Le retour est plus facile, beaucoup de descentes et puis on connaît la route alors ça passe plus vite. Quand je ne regarde pas les paysages, je fixe Alfredo devant moi, constant dans le mouvement de ses jambes, l'imper' gonflé par le vent... Parfois j'aperçois le casque de poussinette devant.Quand je ne le vois plus, c'est qu'elle dort. Le cargo est tellement lourd et moi tellement légère sur le Croix de fer, que je me laisse facilement distancer dans les descentes. Et je pédale, pédale pédale, le vent sifflant à mes oreilles.
En sortant d'un village, un gros chien nous poursuit en aboyant et tente de me sauter dessus. Je fonce pour m'échapper et Alfredo pousse un énorme cri avant de montrer ses dents. Le chien prend peur et repart. Je n'ai peut-être pas eu la meilleure réaction... mais Alfredo est abonné à un magazine de vélo et a lu une anecdote de ce genre, il a su quoi faire ! :)

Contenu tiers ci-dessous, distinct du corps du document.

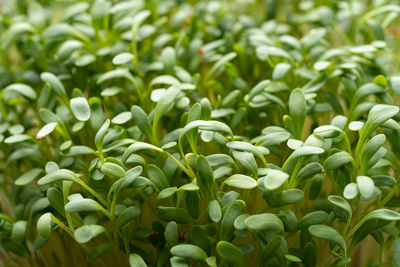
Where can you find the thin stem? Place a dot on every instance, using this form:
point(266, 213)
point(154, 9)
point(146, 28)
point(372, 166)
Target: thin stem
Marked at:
point(91, 191)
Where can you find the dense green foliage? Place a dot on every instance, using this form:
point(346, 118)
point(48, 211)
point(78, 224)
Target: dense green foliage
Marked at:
point(199, 133)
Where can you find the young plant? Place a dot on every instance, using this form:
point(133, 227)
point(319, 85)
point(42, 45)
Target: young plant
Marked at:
point(199, 133)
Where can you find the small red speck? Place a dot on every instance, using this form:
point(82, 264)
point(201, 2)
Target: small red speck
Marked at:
point(182, 235)
point(393, 32)
point(153, 234)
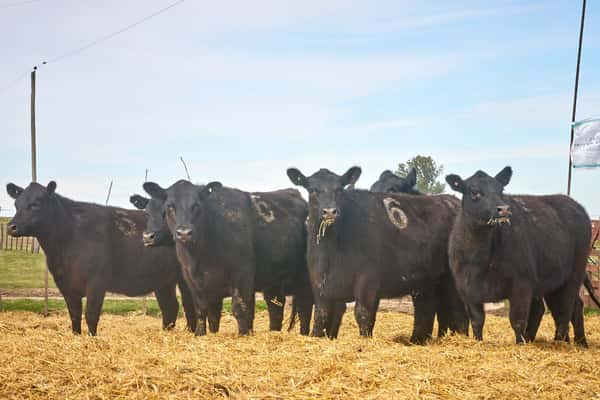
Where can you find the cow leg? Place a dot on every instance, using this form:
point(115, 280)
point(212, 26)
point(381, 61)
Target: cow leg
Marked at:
point(214, 315)
point(167, 302)
point(477, 317)
point(365, 308)
point(425, 303)
point(189, 309)
point(372, 321)
point(561, 307)
point(94, 294)
point(536, 312)
point(201, 306)
point(338, 308)
point(275, 299)
point(75, 309)
point(303, 301)
point(322, 317)
point(243, 304)
point(519, 315)
point(251, 310)
point(577, 321)
point(443, 307)
point(452, 304)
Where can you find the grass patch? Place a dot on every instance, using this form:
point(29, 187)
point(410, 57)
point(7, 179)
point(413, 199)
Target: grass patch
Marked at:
point(19, 270)
point(111, 306)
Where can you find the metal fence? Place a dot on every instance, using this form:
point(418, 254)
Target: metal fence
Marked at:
point(27, 244)
point(593, 267)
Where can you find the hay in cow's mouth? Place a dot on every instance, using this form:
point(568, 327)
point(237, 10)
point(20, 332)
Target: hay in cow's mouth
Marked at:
point(499, 221)
point(325, 223)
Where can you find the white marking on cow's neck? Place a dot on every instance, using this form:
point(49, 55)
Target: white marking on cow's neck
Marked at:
point(262, 209)
point(395, 214)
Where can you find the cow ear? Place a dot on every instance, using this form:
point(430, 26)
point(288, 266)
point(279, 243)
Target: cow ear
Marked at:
point(13, 190)
point(411, 178)
point(51, 187)
point(504, 176)
point(385, 174)
point(456, 183)
point(351, 176)
point(213, 186)
point(154, 190)
point(138, 201)
point(297, 177)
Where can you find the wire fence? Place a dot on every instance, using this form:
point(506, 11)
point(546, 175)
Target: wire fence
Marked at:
point(23, 243)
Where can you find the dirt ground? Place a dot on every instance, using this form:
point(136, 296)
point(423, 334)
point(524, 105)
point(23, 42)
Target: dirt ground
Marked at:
point(133, 358)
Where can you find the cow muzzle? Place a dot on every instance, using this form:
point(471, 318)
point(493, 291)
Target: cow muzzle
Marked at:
point(12, 230)
point(328, 217)
point(148, 238)
point(183, 235)
point(502, 216)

La fin du trajet est un calvaire. Nous sommes sur une légère pente descendante, mais nous devons pédaler avec force pour lutter contre le vent. C'est épuisant !! Alfredo regarde l'heure avant de traverser le dernier village. C'est bon, on va arriver tout juste pour monter dans le TER !

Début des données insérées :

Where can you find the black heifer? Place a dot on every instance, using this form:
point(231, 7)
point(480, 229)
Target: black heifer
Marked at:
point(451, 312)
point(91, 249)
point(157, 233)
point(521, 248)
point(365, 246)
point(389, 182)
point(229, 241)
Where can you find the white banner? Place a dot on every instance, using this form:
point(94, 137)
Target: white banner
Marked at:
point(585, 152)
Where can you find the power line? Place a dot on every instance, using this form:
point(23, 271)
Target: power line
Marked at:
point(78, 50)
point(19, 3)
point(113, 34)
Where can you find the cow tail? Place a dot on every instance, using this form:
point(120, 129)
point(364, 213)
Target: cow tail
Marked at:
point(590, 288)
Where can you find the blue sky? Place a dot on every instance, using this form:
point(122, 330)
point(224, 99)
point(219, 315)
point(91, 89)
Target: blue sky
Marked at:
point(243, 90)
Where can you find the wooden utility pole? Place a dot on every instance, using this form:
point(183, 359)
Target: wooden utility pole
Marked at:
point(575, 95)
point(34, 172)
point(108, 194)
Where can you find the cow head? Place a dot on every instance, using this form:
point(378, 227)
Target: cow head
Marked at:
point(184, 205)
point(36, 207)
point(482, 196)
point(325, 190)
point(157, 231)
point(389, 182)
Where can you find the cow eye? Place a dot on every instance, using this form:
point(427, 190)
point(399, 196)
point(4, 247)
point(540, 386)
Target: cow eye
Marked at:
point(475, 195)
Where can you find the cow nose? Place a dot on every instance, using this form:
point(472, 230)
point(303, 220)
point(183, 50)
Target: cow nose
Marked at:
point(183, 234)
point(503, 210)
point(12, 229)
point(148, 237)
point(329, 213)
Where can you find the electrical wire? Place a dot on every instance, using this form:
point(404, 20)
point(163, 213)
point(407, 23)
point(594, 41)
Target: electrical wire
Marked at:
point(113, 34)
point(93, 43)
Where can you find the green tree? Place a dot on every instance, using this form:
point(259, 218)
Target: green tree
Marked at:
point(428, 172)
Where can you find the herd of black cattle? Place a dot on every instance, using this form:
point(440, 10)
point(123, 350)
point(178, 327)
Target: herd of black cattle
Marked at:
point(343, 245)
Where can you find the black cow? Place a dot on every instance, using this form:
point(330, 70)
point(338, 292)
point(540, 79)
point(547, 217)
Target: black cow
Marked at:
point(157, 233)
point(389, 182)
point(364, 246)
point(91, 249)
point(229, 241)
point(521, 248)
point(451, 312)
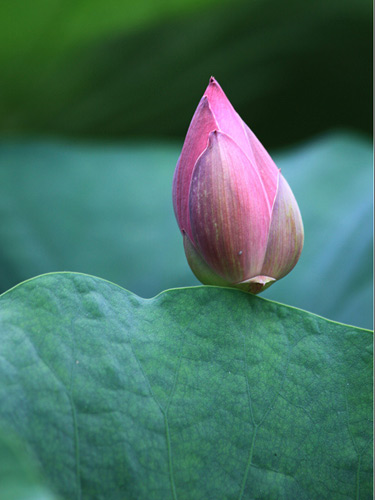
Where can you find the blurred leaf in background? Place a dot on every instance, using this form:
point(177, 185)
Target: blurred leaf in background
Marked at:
point(107, 211)
point(132, 74)
point(120, 69)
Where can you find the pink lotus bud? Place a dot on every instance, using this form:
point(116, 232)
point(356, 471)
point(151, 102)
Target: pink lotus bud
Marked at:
point(240, 222)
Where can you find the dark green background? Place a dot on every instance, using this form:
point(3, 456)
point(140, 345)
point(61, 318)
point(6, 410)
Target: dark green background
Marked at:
point(95, 99)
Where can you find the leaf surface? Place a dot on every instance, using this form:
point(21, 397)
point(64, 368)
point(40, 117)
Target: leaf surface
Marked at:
point(199, 393)
point(107, 210)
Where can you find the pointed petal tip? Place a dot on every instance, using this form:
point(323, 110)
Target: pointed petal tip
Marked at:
point(256, 285)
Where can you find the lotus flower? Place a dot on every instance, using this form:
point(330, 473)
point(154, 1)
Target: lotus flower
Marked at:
point(240, 222)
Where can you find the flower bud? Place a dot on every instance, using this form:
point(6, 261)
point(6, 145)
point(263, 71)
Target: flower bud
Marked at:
point(240, 222)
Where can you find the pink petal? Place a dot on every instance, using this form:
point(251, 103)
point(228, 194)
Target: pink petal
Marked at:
point(228, 120)
point(286, 234)
point(228, 210)
point(202, 123)
point(266, 166)
point(230, 123)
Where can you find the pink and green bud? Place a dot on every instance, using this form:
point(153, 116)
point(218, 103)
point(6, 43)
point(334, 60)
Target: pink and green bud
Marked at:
point(240, 222)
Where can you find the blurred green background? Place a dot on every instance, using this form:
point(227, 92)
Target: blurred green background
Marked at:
point(95, 100)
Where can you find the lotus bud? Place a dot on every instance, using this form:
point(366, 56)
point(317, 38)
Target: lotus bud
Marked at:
point(240, 222)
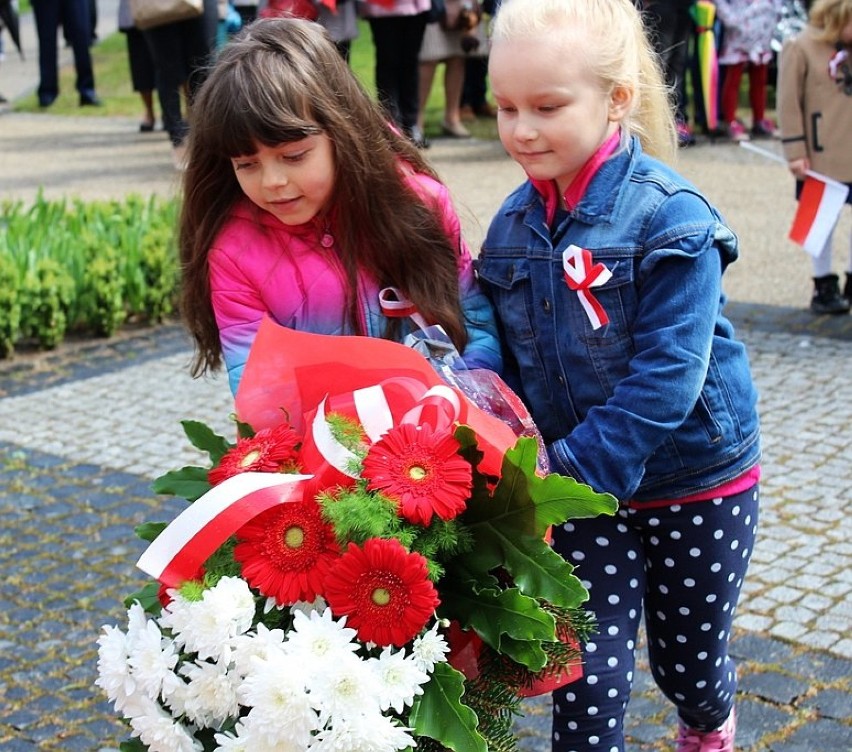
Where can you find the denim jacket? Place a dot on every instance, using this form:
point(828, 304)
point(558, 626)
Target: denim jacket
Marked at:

Et nous arrivons à la gare. Poussinette est hyper heureuse, elle parle sans discontinuer de tout ce qu'elle voit, de ce qu'elle a vécu, des souvenirs qu'elle a de son copain petit renard...Dernière épreuve : le TER arrive. C'est un vieux train, avec un compartiment vélo (mais quelle blague !) et des couloirs très étroits. Sans parler des trois marches à monter... Alfredo démonte le cargo qui heureusement se sépare en deux, sous la pression de quatre ou cinq contrôleurs. Il met à peine 5 minutes à tout dévisser et monter dans le train la plateforme+roue avant puis la selle-guidon+roue arrière. Ce héros ♥
19h
Nous sommes chez nous.
Je vous ai raconté ce périple un peu comme ça venait, sous forme d'histoire, mais il a certains points sur lesquels je voulais attirer votre attention.Les bénéfices d'un tel voyage
- C'est peu cher !
Pour peu qu'on entretienne son vélo, les frais ne sont pas énormes. Bien sûr ça sous-entend que vos pneus sont bien gonflés, que vos freins sont bien réglés et que vous savez faire quelques réparations de base (il y a plein de tutos sur internet !).
Là on a du prendre le train parce que 90km aller, ça ne me semblait pas jouable pour une première fois. Et puis on n'avait que trois jours. Mais si à la place on avait fait tout le trajet aller à vélos, en deux fois et payé une nuit de camping, on aurait payé à peu près le même prix (~30€)- C'est écologique !
Là, à part la marche à pieds, je ne vois pas de façon plus verte de se déplacer.
Sur les pauses, on n'oublie pas de ramasser ses papiers, mouchoirs et emballages, of course !- On fait du sport !
...mais sans que ce soit un calvaire.
Je ne suis pas particulièrement sportive. J'ai un cours de danse par mois, j'emmène poussinette à vélo à la crèche quand Alfredo n'est pas là (10min de trajet à peine) et je marche un peu. Et ce trajet m'a paru vraiment facile. Je vous l'ai dit plus haut : aucune courbature ! Le secret, c'est d'adapter ses vitesses en permanence. Ça grimpe ? On se met au minimum et on fait taire la frustration d'aller lentement on regarde le paysage. Ça descend ? On augmente les vitesses et on pédale, roule ma poule !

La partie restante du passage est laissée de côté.